We show that each of the methods has its advantages but none is superior on all tasks, which highlights the potential of our dataset for future research in multi-task learning.
- Score: 6.858584004690944
- License: http://arxiv.org/licenses/nonexclusive-distrib/1.0/
- Abstract: As low-quality housing and in particular certain roof characteristics are associated with an increased risk of malaria, classification of roof types based on remote sensing imagery can support the assessment of malaria risk and thereby help prevent the disease. To support research in this area, we release the Nacala-Roof-Material dataset, which contains high-resolution drone images from Mozambique with corresponding labels delineating houses and specifying their roof types. The dataset defines a multi-task computer vision problem, comprising object detection, classification, and segmentation.

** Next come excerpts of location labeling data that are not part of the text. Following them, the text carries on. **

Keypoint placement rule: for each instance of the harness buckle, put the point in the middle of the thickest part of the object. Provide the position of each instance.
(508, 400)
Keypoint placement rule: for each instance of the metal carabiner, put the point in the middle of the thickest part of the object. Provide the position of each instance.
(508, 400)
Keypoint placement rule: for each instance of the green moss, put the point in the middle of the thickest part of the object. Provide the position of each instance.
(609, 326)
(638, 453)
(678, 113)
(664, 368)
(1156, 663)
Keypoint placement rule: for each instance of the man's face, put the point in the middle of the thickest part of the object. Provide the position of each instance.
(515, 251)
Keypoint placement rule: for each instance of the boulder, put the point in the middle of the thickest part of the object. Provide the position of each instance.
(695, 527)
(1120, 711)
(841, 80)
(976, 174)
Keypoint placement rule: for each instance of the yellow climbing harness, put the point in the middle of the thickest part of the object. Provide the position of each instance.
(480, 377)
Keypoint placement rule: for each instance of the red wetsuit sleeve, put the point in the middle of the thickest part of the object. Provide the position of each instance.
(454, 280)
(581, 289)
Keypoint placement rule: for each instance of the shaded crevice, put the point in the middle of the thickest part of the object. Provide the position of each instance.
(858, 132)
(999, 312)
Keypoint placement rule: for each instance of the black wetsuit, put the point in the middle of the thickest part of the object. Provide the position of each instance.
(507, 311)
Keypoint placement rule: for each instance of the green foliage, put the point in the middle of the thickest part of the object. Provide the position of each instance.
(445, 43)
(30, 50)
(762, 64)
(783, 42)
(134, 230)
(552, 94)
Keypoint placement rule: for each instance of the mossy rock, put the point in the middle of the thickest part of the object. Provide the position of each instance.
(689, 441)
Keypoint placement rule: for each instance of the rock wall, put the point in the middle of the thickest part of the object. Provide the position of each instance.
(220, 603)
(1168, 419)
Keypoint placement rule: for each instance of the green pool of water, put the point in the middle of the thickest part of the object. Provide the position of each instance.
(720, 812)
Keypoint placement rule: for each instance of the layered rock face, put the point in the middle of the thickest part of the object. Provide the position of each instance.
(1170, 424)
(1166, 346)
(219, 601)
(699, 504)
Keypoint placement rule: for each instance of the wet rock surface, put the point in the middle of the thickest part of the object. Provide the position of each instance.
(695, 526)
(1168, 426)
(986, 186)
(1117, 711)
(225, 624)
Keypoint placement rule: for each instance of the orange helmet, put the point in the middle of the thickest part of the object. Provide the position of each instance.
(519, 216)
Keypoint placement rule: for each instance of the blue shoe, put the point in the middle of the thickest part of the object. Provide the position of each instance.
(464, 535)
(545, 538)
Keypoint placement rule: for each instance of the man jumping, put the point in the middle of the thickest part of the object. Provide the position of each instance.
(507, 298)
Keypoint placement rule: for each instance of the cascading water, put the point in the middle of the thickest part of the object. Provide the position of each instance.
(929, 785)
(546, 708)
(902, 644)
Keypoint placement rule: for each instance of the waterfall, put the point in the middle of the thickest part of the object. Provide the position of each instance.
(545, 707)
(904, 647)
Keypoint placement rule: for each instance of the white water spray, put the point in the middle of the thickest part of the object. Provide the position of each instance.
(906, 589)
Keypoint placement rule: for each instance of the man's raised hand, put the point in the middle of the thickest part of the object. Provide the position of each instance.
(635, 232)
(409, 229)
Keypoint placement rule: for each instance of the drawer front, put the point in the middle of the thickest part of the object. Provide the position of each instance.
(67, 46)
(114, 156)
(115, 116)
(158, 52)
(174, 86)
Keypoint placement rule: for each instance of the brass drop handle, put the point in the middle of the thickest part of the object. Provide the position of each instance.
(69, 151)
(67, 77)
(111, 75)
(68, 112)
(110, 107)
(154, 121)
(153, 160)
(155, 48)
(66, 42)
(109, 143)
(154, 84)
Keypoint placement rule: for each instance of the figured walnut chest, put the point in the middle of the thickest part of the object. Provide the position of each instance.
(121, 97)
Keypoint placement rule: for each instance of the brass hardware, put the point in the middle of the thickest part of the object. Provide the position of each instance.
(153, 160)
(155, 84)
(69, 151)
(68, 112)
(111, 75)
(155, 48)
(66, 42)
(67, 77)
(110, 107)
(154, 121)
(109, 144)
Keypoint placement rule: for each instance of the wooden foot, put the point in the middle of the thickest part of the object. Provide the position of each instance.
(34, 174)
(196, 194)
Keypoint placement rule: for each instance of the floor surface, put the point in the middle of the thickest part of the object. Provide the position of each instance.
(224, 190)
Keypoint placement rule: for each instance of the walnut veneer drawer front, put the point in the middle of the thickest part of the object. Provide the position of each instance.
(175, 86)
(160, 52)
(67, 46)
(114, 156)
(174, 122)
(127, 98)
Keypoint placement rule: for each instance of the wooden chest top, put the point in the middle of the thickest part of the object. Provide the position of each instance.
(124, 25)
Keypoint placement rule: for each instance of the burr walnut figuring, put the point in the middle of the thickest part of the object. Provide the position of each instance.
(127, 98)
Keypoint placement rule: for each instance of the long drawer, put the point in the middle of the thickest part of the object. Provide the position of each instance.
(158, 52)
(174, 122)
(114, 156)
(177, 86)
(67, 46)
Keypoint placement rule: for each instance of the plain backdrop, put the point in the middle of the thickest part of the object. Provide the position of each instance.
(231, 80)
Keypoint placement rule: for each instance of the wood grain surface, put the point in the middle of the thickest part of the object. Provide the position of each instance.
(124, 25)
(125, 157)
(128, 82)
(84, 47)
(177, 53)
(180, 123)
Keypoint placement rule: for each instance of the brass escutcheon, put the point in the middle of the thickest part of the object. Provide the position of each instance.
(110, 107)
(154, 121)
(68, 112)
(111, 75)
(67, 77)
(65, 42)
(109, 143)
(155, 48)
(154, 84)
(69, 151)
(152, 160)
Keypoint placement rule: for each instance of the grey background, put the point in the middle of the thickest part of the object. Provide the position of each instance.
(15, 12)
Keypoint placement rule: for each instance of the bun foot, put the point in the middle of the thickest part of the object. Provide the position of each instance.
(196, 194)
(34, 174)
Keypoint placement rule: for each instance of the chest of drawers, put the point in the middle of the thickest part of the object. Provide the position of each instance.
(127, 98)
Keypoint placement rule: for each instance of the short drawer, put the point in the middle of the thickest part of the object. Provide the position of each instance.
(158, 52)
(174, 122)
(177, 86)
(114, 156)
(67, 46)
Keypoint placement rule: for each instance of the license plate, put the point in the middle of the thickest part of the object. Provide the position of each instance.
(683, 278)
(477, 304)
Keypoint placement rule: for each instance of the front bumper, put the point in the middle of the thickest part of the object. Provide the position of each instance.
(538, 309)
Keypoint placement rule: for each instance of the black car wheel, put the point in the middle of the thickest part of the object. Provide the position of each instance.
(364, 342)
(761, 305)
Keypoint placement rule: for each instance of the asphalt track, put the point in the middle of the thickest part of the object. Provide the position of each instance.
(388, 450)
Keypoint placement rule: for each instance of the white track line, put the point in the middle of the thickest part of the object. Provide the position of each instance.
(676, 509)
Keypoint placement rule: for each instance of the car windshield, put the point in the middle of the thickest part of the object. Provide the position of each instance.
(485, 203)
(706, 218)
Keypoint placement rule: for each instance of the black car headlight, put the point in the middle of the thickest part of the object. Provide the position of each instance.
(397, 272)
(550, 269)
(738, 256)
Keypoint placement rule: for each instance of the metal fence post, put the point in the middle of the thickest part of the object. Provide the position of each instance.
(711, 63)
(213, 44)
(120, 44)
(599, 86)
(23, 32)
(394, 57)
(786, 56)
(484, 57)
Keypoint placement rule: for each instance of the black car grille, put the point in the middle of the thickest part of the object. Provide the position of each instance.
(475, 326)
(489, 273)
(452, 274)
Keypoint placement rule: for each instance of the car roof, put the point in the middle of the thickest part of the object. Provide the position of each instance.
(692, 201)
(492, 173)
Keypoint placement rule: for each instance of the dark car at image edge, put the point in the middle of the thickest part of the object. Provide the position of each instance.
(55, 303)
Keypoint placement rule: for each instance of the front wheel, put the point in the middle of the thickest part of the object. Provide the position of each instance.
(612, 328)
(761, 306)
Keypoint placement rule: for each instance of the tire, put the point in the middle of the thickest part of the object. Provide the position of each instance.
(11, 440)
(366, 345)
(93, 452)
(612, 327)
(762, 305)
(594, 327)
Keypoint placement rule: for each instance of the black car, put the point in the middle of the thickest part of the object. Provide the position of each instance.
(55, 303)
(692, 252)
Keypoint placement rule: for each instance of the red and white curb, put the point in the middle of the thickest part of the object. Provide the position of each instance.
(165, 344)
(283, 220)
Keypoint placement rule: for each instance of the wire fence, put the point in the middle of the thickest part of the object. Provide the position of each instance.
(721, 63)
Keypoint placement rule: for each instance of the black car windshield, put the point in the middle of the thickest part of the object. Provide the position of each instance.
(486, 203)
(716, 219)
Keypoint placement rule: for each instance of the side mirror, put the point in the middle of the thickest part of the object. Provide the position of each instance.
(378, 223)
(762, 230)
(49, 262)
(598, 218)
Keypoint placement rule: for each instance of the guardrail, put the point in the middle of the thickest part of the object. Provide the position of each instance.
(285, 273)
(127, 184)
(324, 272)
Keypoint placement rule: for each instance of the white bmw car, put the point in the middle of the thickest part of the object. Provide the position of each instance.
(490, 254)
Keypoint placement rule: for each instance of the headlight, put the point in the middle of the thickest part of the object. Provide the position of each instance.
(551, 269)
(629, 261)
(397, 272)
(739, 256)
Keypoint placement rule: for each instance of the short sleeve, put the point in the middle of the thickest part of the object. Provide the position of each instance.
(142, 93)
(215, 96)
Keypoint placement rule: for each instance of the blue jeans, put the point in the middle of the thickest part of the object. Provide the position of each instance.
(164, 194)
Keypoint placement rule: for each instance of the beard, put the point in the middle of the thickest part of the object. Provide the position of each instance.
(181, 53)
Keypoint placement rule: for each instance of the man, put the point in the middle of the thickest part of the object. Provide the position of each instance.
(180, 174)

In addition, we benchmarked various state-of-the-art approaches on the dataset. Canonical U-Nets, YOLOv8, and a custom decoder on pretrained DINOv2 served as baselines. We show that each of the methods has its advantages but none is superior on all tasks, which highlights the potential of our dataset for future research in multi-task learning. While the tasks are closely related, accurate segmentation of objects does not necessarily imply accurate instance separation, and vice versa. We address this general issue by introducing a variant of the deep ordinal watershed (DOW) approach that additionally separates the interior of objects, allowing for improved object delineation and separation. We show that our DOW variant is a generic approach that improves the performance of both U-Net and DINOv2 backbones, leading to a better trade-off between semantic segmentation and instance segmentation.